With something uglier.
Something closer to dread.
She lunged again, high this time, using the length of her halberd to arc downward in a finishing overhead blow.
Asmodeus met it with both hands, gripping the axe mid-haft, catching the strike and holding her in place.
Their faces were close now. Inches.
She could see the outline of his scars. The heat of his breath on her cheek.
He spoke.
"You really believed…"
"That you were ever more than a shadow of her?"
Riel's pupils dilated.
She didn't understand the pain that followed — only that it wasn't from a wound.
It was a kind of grief she'd never named.
A grief born from not being chosen.
A grief born from watching someone love another, and knowing that no amount of power, no number of victories, would ever replace it.
But the greatest frustration was that she felt these feelings.
This wasn't the kind of woman, existence she was in the past... Her abilities... her power, and something was twisting and changing her from within.
The halberd in her hands pulsed once. Then twice.
Then it screamed.
The blade warped, splitting into twin edges with jagged frost erupting between them like blooming thorns.
Her body convulsed, ice exploding from her spine, her legs, her shoulders — reshaping her armour, hollowing her chestplate, narrowing her waist, widening her hips. She grew taller, sleeker, colder.
Crystals burst from her back in a frozen mantle.
Her long hair now moved like a river of mirrored threads, trailing starlight behind her.
Asmodeus suddenly jumped back, his skin tingling. A sense of danger, and extreme cold attacking him, like a shark biting into his flesh.
Riel's form changed slightly, but her aura and magic power grew massively...

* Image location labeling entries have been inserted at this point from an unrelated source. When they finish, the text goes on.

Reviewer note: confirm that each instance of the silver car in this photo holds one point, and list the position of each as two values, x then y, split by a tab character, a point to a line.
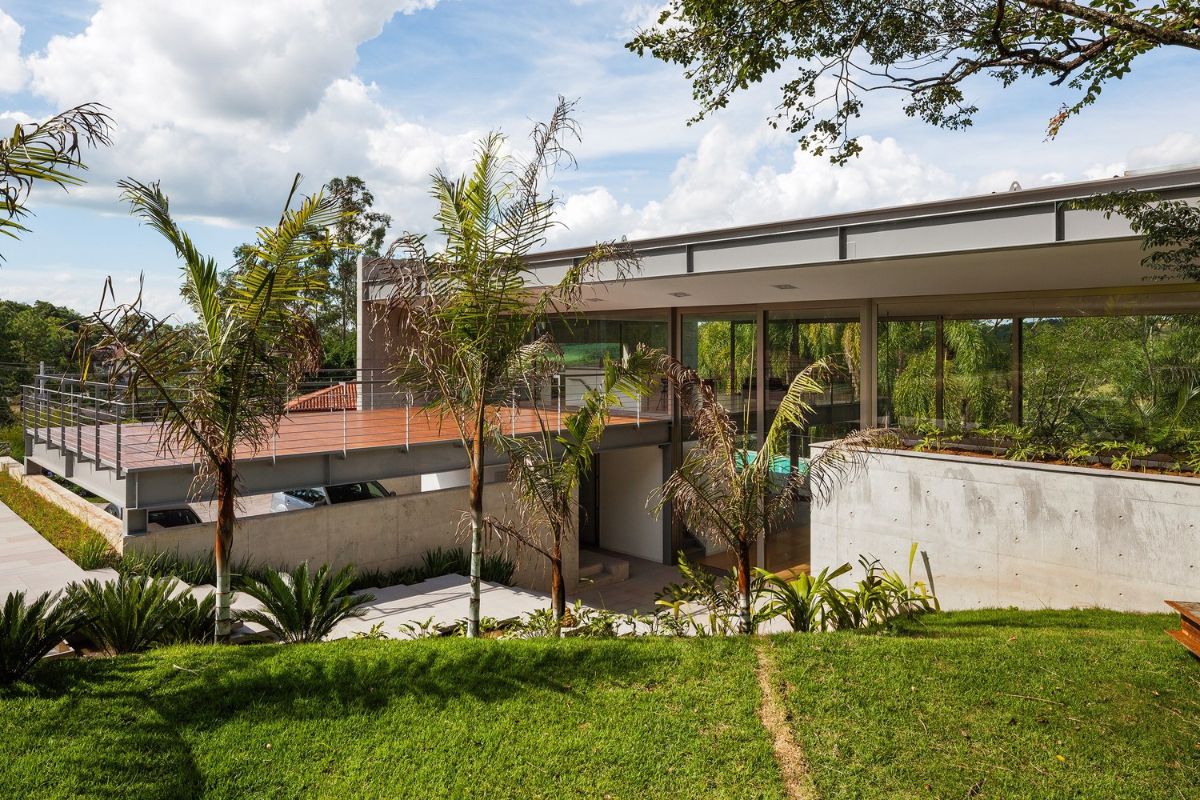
321	495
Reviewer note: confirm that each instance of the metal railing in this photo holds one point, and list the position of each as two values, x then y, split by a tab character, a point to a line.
106	425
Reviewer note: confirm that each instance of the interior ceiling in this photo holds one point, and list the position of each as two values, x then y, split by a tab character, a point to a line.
1060	266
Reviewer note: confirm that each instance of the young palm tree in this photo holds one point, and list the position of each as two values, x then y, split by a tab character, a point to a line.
223	382
546	468
46	152
726	493
469	312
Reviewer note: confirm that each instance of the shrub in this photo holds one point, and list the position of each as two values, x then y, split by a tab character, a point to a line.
130	614
303	607
193	620
29	632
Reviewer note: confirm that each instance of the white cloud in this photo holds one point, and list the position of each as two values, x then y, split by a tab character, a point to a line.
733	179
12	70
225	101
1176	150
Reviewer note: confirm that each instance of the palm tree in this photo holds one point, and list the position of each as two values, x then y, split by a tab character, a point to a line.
223	382
726	493
469	312
46	152
546	468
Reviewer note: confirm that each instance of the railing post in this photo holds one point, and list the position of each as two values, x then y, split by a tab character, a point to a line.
119	415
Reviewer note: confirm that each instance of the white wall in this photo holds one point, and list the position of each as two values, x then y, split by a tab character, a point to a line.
1029	535
379	534
625	481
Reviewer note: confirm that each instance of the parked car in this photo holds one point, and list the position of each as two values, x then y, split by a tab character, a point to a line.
321	495
160	518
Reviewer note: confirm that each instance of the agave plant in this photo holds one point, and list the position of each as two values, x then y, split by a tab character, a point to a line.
300	606
29	631
130	614
802	601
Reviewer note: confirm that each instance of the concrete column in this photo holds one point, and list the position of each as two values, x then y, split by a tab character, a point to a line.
868	364
135	521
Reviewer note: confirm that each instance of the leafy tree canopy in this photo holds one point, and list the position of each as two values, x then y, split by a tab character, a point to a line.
835	52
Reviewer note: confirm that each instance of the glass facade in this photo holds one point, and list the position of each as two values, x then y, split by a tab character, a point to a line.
1061	380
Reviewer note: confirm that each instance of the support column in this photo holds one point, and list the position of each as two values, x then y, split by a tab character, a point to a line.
760	397
868	364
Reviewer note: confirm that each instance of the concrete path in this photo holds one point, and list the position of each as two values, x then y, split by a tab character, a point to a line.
29	563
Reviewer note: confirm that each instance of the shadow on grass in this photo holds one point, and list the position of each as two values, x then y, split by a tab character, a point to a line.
139	714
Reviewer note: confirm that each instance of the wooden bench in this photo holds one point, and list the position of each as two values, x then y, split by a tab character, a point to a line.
1189	625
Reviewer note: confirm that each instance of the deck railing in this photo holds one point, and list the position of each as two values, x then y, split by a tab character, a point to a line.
108	426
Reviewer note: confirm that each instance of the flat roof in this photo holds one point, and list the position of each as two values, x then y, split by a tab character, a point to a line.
1179	180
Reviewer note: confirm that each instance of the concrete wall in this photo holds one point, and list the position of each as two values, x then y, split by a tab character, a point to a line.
625	481
1027	535
382	534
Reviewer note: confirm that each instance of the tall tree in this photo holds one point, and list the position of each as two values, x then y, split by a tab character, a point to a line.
361	230
835	52
546	468
469	312
222	382
727	493
47	152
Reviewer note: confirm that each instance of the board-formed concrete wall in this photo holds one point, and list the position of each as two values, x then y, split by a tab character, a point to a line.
381	534
1005	534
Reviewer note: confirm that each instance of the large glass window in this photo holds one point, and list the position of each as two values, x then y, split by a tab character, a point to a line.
1129	378
1059	380
795	342
720	348
907	365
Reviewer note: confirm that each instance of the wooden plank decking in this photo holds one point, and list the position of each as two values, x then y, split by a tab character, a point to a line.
1189	625
304	433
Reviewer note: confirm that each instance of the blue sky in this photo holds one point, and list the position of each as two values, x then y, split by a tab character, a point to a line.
225	101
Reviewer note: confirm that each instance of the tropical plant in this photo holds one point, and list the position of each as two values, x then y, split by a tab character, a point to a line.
725	493
546	468
802	600
222	383
28	631
47	152
300	606
130	614
192	619
469	312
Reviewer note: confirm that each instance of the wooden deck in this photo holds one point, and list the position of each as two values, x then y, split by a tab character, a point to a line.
1189	625
304	433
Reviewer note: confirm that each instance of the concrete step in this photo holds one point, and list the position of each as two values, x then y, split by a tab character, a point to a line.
599	569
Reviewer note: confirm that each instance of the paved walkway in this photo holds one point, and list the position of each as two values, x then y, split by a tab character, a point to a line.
29	563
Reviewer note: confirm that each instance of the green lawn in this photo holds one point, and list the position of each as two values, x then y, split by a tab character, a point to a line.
433	719
989	704
77	540
1005	704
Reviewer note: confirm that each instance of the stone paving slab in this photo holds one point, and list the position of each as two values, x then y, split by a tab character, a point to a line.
29	563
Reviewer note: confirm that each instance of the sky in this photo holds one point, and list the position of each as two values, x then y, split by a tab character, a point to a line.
225	101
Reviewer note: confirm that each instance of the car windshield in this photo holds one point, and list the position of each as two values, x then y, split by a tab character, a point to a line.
351	492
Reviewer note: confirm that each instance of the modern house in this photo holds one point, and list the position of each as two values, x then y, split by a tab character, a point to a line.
997	334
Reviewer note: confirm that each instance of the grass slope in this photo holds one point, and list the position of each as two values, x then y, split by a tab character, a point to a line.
77	540
432	719
999	704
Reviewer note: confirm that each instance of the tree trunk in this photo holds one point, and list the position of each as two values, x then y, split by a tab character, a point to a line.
477	522
744	585
557	587
223	545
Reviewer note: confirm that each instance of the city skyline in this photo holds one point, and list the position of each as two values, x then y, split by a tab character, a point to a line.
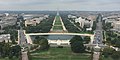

Her second form had awakened, but the wind didn't howl this time.
It simply stopped.
As if afraid to speak her name, afraid to disturb her.
The world stopped breathing.
Snow, once falling like ash from a burning sky, now drifted upward.
The clouds above parted without light, forming a slow, spiralling eye around the battlefield.
A circle of silence.
Even the women, broken and bloodied, watching from the cliffs beyond — even they did not speak.
Because what stood before them now…was no longer a demon.
No longer Riel.
It was the birth of something colder.
Something ancient.
Something wrong.
Riel hovered above the shattered ice, her feet dangling, no longer touching the earth.
Beneath her, the snow spread into beautiful shapes and patterns that glowed bright blue each time she stepped closer to Asmodeus.
Her skin, as pale as the moon, both smooth and flawless, covered with faint blue veins that pulsated with immense frost power.
She wasn't just a woman anymore. She was something more. Sculpted. Divine.
Her armour had become part of her—fused into her skin, shifting like glass kissed by frost whenever she moved.Her waist was narrow, her hips full, her chest wrapped in a shell of silver crystal etched with runes that only showed when her heart beat beneath them.
But her hair—
It wasn't hair anymore.
It moved like snow given life.
Thousands of strands drifted around her, slow and weightless, like moonlight turned liquid. Each one shimmered with faint reflections—fragments of Asmodeus's face flickering across them like a curse.